The costs are:
- The time to locate the current thread's autorelease pool and add the object to it.
- The memory occupied by the object until it is released at some later point.
If you want to be very conservative with your memory usage, you should avoid autorelease. However, it is a useful technique that can make code more readable. Obsessively using retain/release falls under the umbrella of "premature optimization."
If you are in Cocoa's main event handling thread (which you are most of the time), the autorelease pool is emptied when control returns to the event handler. If your method is short and doesn't loop over large amounts of data, using autorelease to defer deallocation to the end of the run loop is fine.
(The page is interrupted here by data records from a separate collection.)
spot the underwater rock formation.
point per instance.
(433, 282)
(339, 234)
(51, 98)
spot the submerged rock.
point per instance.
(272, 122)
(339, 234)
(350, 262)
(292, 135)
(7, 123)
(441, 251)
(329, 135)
The time to be wary of autorelease is when you are in a loop. For example, you are iterating over a user's address book and perhaps loading an image file for each entry. If all of those image objects are autoreleased, they will accumulate in memory until you have visited the entire address book. If the address book is large enough, you may run out of memory. If you release the images as soon as you are done with them, within the loop, your app can recycle the memory.
If you can't avoid autoreleasing inside a loop (it's being done by code you didn't write and can't change), you can also manage an NSAutoreleasePool within the loop yourself if needed.
So, be mindful of using autorelease inside loops (or methods that may be called from loops), but don't avoid it when it can make code more readable.